Read The Pack Page 3


  “What about the yard?” woofed Honey, stepping out of the shadows. “There’s a little Park behind my building with a stone fence around it. We’d be Outside, but the fence might protect us from a poop bag with jelly strings. What is a poop bag with jelly strings, anyway? Sounds exciting!”

  She trotted into the group, panting happily, her tail wagging, but no one looked at her — every one stared at the cat.

  Higgins coughed slightly. “Uh, miss, uh, golden mix? Yes?”

  “Goldendoodle! Isn’t that fun? I’m Honey the Goldendoodle! I just love my name.” She flashed her bright eyes at each dog.

  “Yes, dear,” Higgins yapped, “but have you noticed that there’s a cat sitting on your withers?”

  Honey panted. “Oh, yes,” she woofed. “That’s Fuzz. He’s a Maine coon cat. Say hello, Fuzz!”

  “Hello, dog-pack,” Fuzz hiss-barked.

  Every single jaw and tail dropped.

  “Did that cat just bark?” Daisy yipped out the side of her jowl.

  Shep stepped forward. Time to assert some big dog authority.

  “Yes,” he woofed, “the cat barks. And he’s joining our pack.”

  Jaws remained open, but now all eyes were on Shep. Callie flicked her tail to the side, indicating she wanted a private woof with him, but he ignored her. I’m a decider, Shep reminded himself.

  “Fuzz is Honey’s friend, and a special cat, as you can smell.” Shep licked his jowls. “He’s — well, first, he can bark. Which is unusual.”

  “Unusual?” yapped Ginny. “By Lassie’s golden coat, it’s undogly!”

  Shep stood taller. “Unusual or not, he can bark, and we can understand him, which is kind of interesting, in addition to being undogly, right?” He panted lightly, looking each dog in the snout. Cheese waved his tail, and then Boji did. Dover licked his nose. Callie remained still as a rawhide chewie, eyes wide and tail low.

  Shep continued, “And he can catch mice, which will help with the food problem.” He glanced at Honey, who had a dubious expression on her muzzle. The pack caught whiff of Honey’s uncertainty, and tails began to fall again.
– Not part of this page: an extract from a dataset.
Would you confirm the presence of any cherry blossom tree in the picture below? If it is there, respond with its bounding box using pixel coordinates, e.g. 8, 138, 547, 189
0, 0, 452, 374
  Shep reasserted his stance, chest out and tail high, ears up. “He’s a pet who needs our help,” he barked, loud and clear. “Why should Fuzz be treated differently than any dog we find? Are we going to turn away a pet who asks for help, even if it’s not a pet we’d want under other circumstances? I don’t think that’s the kind of pack we are. This storm has left all kinds in need of help, and if we happen to be the ones who can help them, then I think we should help them.”

  Oscar leapt at Shep’s paws. “Yeah!” he bayed. “This is what it means to be the Great Wolf! Shep even stands up for stinking cats.”
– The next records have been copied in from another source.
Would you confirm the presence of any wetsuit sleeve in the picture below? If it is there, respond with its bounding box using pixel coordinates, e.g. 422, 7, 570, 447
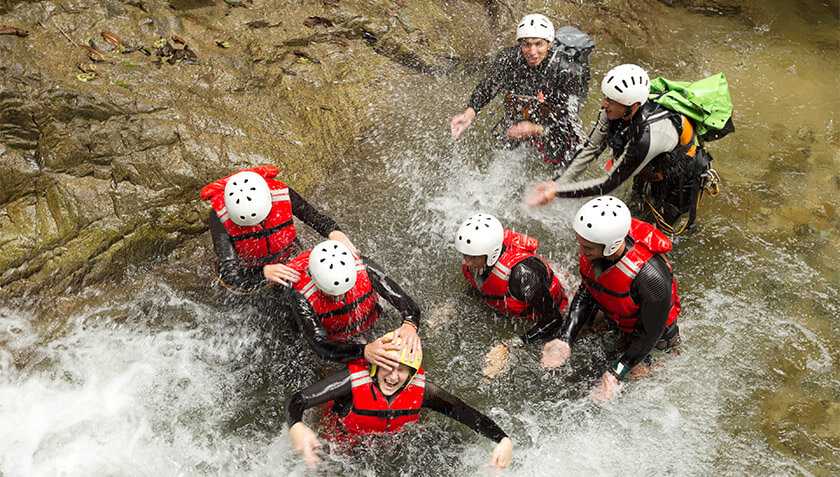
557, 283, 598, 345
362, 256, 420, 330
557, 109, 609, 184
207, 209, 269, 289
618, 255, 674, 370
289, 187, 341, 237
508, 257, 563, 343
557, 110, 679, 197
467, 47, 518, 114
422, 381, 508, 442
286, 369, 352, 427
289, 290, 365, 361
  The other dogs remained still. Honey grinned, her mouth open in a friendly pant, and she waved her tail. Fuzz grimaced, ears back, ready to bolt. Shep wasn’t sure if he should remain strong or loosen up and wag his tail.

  Dover licked his jowls. “Honey, did you say something about a yard?”

  “Yes!” Shep bayed, a little too loudly. “Let’s all head to the yard!”

  “Okay,” Honey woofed, somewhat confused. “Follow me.” She trotted past Shep.

  “Let’s move!” snapped Shep.

  The dogs — out of bewilderment? Because Shep told them to? — followed Honey down the narrow alley along the side of her building. At the back of the building was a stone wall, as she’d woofed. A metal gate hung off the wall, ripped from its fastenings by the wave. Shep swiped it with a paw and the gate clattered to the ground. The pack filed into the yard, glancing warily at Shep as they passed.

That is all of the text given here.